Dari kisah persembahan
itulah, lahirlah istilah "tragedia", yaitu kisah-kisah yang bersifat
menyedihkan. Dan perlu juga diketahui bahwa dalam upacara persembahan tragos
untuk dewa Dyonesos ini, para penari mencorang-coreng wajahnya serta diiringi
dengan iringan musik yang sesuai dengan suasananya. Tradisi mencorang-coreng
wajah ini akhirnya berkembang, dan kemudian kita kenal dengan istilah
"make up" (tata rias). Dalam perkembangan selanjutnya, bangsa yang berkuasa ialah bangsa Romawi, pada
jaman Romawi, tradisi tersebut diadakan perubahan-perubahan. Bentuk arena
persembahan diubah menjadi "gelanggang pertunjukan". Fungsi
gelanggang arena tidak berfungsi untuk persembahan kepada para dewa, melainkan
digunakan untuk "arena/gelanggang pertarungan". Yang dipertarungkan
atau diadu ialah tawanan perang dengan singa atau binatang buas yang lain.

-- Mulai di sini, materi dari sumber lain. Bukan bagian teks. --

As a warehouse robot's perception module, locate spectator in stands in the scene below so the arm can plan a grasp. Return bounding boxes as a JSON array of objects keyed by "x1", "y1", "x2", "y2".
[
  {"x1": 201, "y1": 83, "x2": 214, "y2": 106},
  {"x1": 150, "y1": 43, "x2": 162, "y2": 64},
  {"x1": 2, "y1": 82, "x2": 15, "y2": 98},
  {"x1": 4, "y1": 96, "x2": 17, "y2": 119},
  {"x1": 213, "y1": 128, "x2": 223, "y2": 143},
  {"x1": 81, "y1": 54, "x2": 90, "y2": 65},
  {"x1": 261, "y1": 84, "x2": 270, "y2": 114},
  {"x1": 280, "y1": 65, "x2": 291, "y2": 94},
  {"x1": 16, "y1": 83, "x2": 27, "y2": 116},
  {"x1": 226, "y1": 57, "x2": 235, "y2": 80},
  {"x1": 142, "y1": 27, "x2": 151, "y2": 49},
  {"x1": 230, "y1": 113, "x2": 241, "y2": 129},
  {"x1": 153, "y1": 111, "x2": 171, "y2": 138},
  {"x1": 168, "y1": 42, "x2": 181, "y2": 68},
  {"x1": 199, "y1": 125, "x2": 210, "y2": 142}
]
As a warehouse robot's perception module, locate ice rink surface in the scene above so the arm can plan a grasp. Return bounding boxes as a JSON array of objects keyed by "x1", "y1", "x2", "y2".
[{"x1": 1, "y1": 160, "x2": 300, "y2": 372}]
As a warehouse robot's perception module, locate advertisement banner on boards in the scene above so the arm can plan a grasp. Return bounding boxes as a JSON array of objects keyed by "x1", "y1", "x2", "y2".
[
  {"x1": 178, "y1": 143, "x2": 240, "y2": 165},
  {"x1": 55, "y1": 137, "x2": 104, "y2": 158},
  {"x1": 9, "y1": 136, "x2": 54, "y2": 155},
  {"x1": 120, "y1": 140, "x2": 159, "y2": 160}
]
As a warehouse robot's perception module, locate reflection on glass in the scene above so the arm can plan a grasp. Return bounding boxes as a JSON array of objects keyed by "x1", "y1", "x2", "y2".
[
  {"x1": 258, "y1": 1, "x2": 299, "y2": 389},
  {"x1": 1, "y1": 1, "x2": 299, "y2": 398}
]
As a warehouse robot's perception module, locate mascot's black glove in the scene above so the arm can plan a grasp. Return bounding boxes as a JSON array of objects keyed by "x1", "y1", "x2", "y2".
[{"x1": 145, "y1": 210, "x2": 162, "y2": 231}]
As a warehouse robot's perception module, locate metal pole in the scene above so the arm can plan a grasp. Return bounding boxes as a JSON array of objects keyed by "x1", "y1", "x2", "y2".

Tempat penonton yang disusun bertingkat itu dapat memberikan kesempatan kepada
para penonton untuk menyaksikan jalannya pertarungan dengan jelas.
Bentuk-bentuk "teatron"
(pusat gelanggang atau pusat arena) itu kemudian mengalami perkembangan,
misalnya dari bentuk arena lingkaran berubah menjadi segi empat, menjadi
setengah lingkaran, dan sebagainya. Menurut Harymawan dalam bukunya Dramaturgi,
menurut etimologisnya, teater adalah gedung pertunjukan (auditorium). Dalam
arti luas teater adalah segala tontonan yang dipertunjukkan di depan orang
banyak. Misalnya, wayang orang, ketoprak, ludruk, srandul, membai, randai,
mayong, arja, rangda, reog, lenong, topeng, dagelan, sulapan, akrobatik, dan
sebagainya. Dalam arti sempit teater adalah drama, kisah hidup dan kehidupan
manusia yang diceritakan di atas pentas, disaksikan oleh orang banyak, dengan
media, percakapan, gerak dan laku, dengan atau tanpa dekor (layar dan sebagainya),
didasarkan pada naskah yang tertulis (hasil seni sastra) dengan atau tanpa
musik, nyanyian atau tarian.
Pertunjukan drama disebut
juga sandiwara. Kata sandiwara itu dibuat oleh P.K.G. Mangkunegara VII almarhum
sebagai pengganti kata toneel, yang pada hayatnya sudah mulai mendapat
perhatian di kalangan kaum terpelajar. Tetapi, pada waktu itu di lingkungan
kaum terpelajar itu yang dipergunakan masih bahasa Belanda. Kata baru
"sandiwara" dibentuk dari kata "sandi" dan "wara",
sandi (Jawa sekarang) berarti rahasia, dan wara (warah Jawa) adalah pengajaran.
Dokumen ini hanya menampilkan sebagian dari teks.